Une fois ces tâches métiers importantes automatisées et la gestion des données structurées maîtrisées, c’est l’intelligence artificielle qui provoquera un changement important des métiers de l’immobilier. Le Big data et l’analyse de grands volumes de données peuvent par exemple dès aujourd’hui permettre la création d’outils de gestion d’investissements immobiliers. Quelle évolution que de pouvoir prévoir la valeur d’un bien dans le futur ! Cela est déjà possible en analysant des données de marché actuelles et passées, des données géographiques, financières, etc.  

Gain de temps et de qualité 

En immobilier résidentiel le premier et principal effet de cette évolution technologique souhaitable serait finalement un gain de temps pour les acheteurs / locataires ainsi que pour les professionnels. L’analyse des données disponibles couplée à l’utilisation de l’IA permet par exemple d’améliorer grandement la recherche d’un bien à acheter ou louer. Un algorithme est tout à fait en mesure de récupérer une immense quantité de data, de l’analyser en fonction des critères de recherche et ainsi d’émettre des recommandations. Si le calme est important, la solution utilisée peut étudier les axes routiers proches du bien. Si la sécurité est une condition, c’est le nombre d’agressions dans le quartier qui sera étudié. Si c’est l’éducation des enfants qui compte, il est tout à fait possible de localiser les écoles alentour et d’étudier leurs résultats. Les possibilités de ciblage sont infinies.   

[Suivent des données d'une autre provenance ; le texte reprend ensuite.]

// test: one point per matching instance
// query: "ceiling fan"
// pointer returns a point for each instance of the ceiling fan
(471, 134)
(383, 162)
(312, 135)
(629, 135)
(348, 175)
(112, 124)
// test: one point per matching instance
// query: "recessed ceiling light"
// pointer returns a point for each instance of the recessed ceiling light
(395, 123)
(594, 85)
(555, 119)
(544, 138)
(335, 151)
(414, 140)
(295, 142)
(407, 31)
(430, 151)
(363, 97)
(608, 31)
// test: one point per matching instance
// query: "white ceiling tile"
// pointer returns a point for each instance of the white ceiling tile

L’utilisation de technologies d’IA peut également aider à limiter les déplacements, trop nombreux lorsque l’on cherche son logement. L’amélioration permanente des solutions de visites virtuelles, de plus en plus proches de la réalité, permet aujourd’hui de réduire considérablement le nombre de visites infructueuses. Les caméras 360°, couplées avec un module d’IA capable de recréer un environnement en trois dimensions, fournissent un rendu quasi identique au réel, rendant possible une véritable sélection en ligne. Il ne reste alors qu’à visiter les quelques biens entre lesquels il est difficile de trancher. 

Un retard hexagonal en passe de se réduire  

Aujourd’hui, malheureusement, la plupart des solutions immobilières technologiques viennent des Etats-Unis. En France, le secteur est essentiellement composé d’agences qui, si elles maillent physiquement et efficacement le territoire, sont trop petites pour se permettre d’investir dans le digital. C’est pourquoi la réponse doit venir de nouveaux acteurs.  

De nombreux entrepreneurs ont intégré ce besoin et une myriade de startups a vu le jour. Elles sont encore au début de leur vie, mais attirent déjà les investisseurs. Les levées de fonds dans le secteur sont la preuve de cet intérêt grandissant. Le circuit classique vers la transformation numérique d’un secteur est en cours de progression, bientôt les grands acteurs, conscients du retard qu’ils accumulent, rachèteront les jeunes pousses innovantes d’aujourd’hui.  

C’est ainsi que l’immobilier français rattrapera son retard. N’en doutons pas : les freins « physiques » qui existent encore vont disparaître, les outils de recherche vont poursuivre leur mue, les processus d’achats vont continuer à s’améliorer. Nous avons les fondations, construisons la suite ensemble.